Question 9: Write a Python program to:
● Train a Bagging Regressor and a Random Forest Regressor on the California
Housing dataset
● Compare their Mean Squared Errors (MSE)


In [4]:
from sklearn.datasets import fetch_california_housing
from sklearn.ensemble import BaggingRegressor, RandomForestRegressor
from sklearn.tree import DecisionTreeRegressor
from sklearn.model_selection import train_test_split
from sklearn.metrics import mean_squared_error

# Load dataset
data = fetch_california_housing()
X, y = data.data, data.target

# Train-test split
X_train, X_test, y_train, y_test = train_test_split(X, y, test_size=0.3, random_state=42)

# Bagging Regressor with Decision Trees
bagging = BaggingRegressor(DecisionTreeRegressor(), n_estimators=50, random_state=42)
bagging.fit(X_train, y_train)
bag_pred = bagging.predict(X_test)
bag_mse = mean_squared_error(y_test, bag_pred)

# Random Forest Regressor
rf = RandomForestRegressor(n_estimators=50, random_state=42)
rf.fit(X_train, y_train)
rf_pred = rf.predict(X_test)
rf_mse = mean_squared_error(y_test, rf_pred)

print("Bagging Regressor MSE:", bag_mse)
print("Random Forest Regressor MSE:", rf_mse)


Bagging Regressor MSE: 0.25787382250585034
Random Forest Regressor MSE: 0.25772464361712627


Question 10: You are working as a data scientist at a financial institution to predict loan
default. You have access to customer demographic and transaction history data.
You decide to use ensemble techniques to increase model performance.
Explain your step-by-step approach to:

● Choose between Bagging or Boosting

● Handle overfitting

● Select base models

● Evaluate performance using cross-validation

● Justify how ensemble learning improves decision-making in this real-world
context.


Ans -

1. **Choose Bagging or Boosting:**

   * Start with **Bagging** (e.g., Random Forest) to reduce variance.
   * Use **Boosting** (e.g., XGBoost, LightGBM) if the goal is to reduce bias and capture complex patterns.
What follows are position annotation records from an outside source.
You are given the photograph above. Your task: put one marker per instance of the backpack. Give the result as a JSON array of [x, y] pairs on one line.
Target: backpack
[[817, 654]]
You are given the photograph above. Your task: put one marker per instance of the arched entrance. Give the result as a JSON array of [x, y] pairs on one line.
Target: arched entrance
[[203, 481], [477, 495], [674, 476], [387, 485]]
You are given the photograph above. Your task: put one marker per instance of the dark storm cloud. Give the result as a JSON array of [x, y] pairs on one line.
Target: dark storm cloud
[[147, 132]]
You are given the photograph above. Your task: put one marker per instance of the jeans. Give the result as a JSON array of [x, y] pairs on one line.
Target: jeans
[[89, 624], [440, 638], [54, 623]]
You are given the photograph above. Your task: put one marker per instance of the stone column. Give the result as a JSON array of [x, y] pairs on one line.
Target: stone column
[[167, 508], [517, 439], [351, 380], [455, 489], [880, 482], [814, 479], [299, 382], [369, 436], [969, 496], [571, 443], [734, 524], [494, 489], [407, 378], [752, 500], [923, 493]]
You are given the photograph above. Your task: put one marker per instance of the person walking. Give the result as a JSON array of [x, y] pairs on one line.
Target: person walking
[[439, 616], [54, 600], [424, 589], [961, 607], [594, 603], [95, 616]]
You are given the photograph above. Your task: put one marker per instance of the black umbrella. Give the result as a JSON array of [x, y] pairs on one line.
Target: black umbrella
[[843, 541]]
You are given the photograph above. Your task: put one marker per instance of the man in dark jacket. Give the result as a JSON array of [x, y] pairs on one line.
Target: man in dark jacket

2. **Handle Overfitting:**

   * Use regularization (max\_depth, learning\_rate in boosting).
   * Limit tree size, tune n\_estimators, apply early stopping.
   * Use cross-validation to prevent model from memorizing data.

3. **Select Base Models:**

   * Decision Trees (common choice).
   * Try Logistic Regression or Gradient Boosted Trees depending on data patterns.
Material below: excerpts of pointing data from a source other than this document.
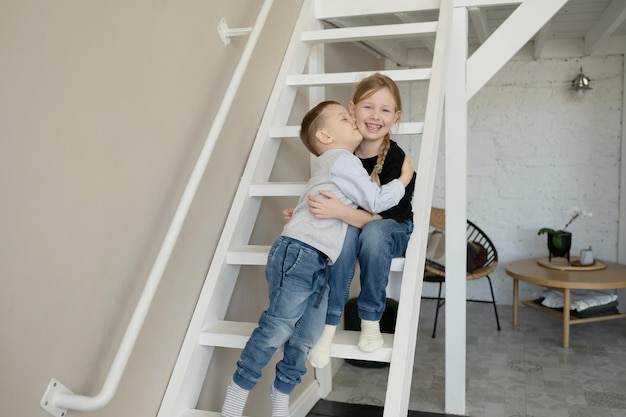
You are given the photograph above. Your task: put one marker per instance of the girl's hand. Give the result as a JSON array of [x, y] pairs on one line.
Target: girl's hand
[[287, 214], [407, 171], [326, 206]]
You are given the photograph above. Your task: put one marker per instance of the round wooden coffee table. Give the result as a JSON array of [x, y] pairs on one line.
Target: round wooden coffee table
[[529, 270]]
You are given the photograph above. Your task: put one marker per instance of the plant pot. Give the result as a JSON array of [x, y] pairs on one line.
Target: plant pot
[[559, 245]]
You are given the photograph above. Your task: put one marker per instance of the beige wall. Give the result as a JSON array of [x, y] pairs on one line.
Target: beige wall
[[103, 109]]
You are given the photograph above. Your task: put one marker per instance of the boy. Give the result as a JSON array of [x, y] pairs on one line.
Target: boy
[[296, 269]]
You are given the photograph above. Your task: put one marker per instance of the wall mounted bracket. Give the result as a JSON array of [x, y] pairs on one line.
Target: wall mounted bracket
[[47, 401], [226, 33]]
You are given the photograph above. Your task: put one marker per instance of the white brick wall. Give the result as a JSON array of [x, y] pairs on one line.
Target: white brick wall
[[536, 150]]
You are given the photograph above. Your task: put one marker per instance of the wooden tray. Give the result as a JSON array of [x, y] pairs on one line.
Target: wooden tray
[[562, 264]]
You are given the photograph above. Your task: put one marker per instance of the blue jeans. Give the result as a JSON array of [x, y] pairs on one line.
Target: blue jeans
[[297, 279], [375, 246]]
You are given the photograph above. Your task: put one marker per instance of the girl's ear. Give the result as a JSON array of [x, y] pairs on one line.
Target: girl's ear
[[352, 108], [397, 116]]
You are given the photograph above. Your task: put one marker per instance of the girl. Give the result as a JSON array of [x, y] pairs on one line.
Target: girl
[[374, 239]]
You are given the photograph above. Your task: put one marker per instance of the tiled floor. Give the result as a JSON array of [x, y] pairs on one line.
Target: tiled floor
[[516, 372]]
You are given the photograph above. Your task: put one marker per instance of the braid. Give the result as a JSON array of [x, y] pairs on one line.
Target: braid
[[380, 162]]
4. **Evaluate Performance (Cross-Validation):**

   * Use **k-fold cross-validation** for robust performance estimation.
   * Evaluate with metrics like AUC-ROC, Precision-Recall (important for imbalance).

5. **Justification of Ensemble Learning:**

   * Combines strengths of multiple models, reducing both variance and bias.
   * Provides more reliable predictions, lowering risk of misclassifying good/bad borrowers.
   * Improves decision-making by giving financial institutions a **more accurate, fair, and risk-aware loan approval system**.